Overall, we believe that the declining disposable income of the Russian population and corporate clients' saving on insurance expenses will only add to this trend.

At the same time, the low level of insurance penetration in the Russian P/C market indicates good prospects for long-term growth; that said, we do not expect it to pick up soon. Insurance penetration is a measure of an insurance market's maturity and development and is calculated as the average premium paid per person. Penetration is at approximately USD 150 of premium per person in 2015, which we see as modest. The average across Europe is about USD 800 and in North America is above USD 2,000.

P/C insurance premiums as a percentage of GDP averaged about 1.2% over the past five years. This is similar to the penetration levels we observe in Turkey, Mexico, Serbia, Bahrain, and Tunisia, but significantly lower than in North America and Europe. Taking into account the expected decline in premiums in 2016 and small GDP growth, we expect penetration to decline slightly.

We believe that negative demographics, such as Russia's aging population, low income levels, and low awareness of insurance products and services contribute to structurally weak demand. These factors will likely remain a drag on industry growth.

Institutional framework at high risk


We regard the Russian insurance institutional framework as high risk, based on our assessment of the regulatory framework as weak, the regulatory track record as intermediate, and governance and transparency as weak.

Most regulatory initiatives are very much rule-based. The regulator does not yet perform consolidated analysis of financial groups. Examples of regulatory forbearance are becoming rare, in our observation.

We view the regulator's decision to move to new accounting rules in 2016-2017 positively, as it would allow more frequent reporting and oversight. We also see that the regulator now has tighter control over asset allocation via a system of specialized depositaries.

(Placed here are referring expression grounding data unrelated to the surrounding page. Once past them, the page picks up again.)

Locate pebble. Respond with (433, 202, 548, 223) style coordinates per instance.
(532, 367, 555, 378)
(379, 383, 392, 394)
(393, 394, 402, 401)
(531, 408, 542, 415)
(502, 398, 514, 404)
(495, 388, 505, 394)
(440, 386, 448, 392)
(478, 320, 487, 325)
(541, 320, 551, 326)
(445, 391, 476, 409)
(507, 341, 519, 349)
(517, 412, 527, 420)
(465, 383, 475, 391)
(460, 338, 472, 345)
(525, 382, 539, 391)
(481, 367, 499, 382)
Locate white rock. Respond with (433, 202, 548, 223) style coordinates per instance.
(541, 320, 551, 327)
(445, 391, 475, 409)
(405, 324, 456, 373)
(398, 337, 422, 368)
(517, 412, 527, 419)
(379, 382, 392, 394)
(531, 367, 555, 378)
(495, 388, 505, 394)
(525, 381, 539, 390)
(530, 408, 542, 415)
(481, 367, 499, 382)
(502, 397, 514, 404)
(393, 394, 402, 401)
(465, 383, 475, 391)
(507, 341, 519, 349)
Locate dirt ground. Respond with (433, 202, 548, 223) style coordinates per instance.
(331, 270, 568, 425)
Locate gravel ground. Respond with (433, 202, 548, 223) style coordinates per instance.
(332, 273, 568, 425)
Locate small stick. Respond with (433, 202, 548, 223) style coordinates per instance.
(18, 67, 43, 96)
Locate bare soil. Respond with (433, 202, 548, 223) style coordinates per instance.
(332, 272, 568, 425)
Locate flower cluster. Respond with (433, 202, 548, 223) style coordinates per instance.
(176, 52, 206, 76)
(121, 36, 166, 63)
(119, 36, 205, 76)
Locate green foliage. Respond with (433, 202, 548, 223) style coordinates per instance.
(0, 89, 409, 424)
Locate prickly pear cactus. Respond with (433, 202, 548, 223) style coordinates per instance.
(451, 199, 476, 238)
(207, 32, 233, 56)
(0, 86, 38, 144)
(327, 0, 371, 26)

The number of insurance companies has decreased tremendously from the early 2000s, when more than 1,000 insurers participated in the market. This reduction has been influenced by the regulator's efforts to withdraw licenses. There will be about 360 companies operating in the market by the end of 2015.

We do not expect a significant change in this landscape, but we think the number of companies will diminish, both organically and through license withdrawals. We note that the number of licenses withdrawn is large (about 50 licenses for the first half of 2015). We also note that several licenses were suspended in 2015 (technically allowing insurers to resume their activity once all violations are corrected). We understand that at least another 90 companies are at risk (as they are classified by the regulator in the higher-risk category).

Our overall negative view of governance and transparency is supported by the findings of Transparency International, which measures the perceived levels of public sector corruption in 175 countries around the world. Russia ranked 136th in Transparency International's Corruption Perception Index in 2014, which is calculated based on surveys conducted among country experts (such as the Economist Intelligence Unit, Freedom House, the World Bank, and others), as well as countries' business leaders.



Standard & Poor's Rating Actions are determined by Ratings Committee. This commentary has not been determined by Ratings Committee. The opinions expressed in this article do not represent a change to or affirmation of Ratings Services' opinion of the creditworthiness of any entity/entities (named or inferred) or the likely direction of ratings.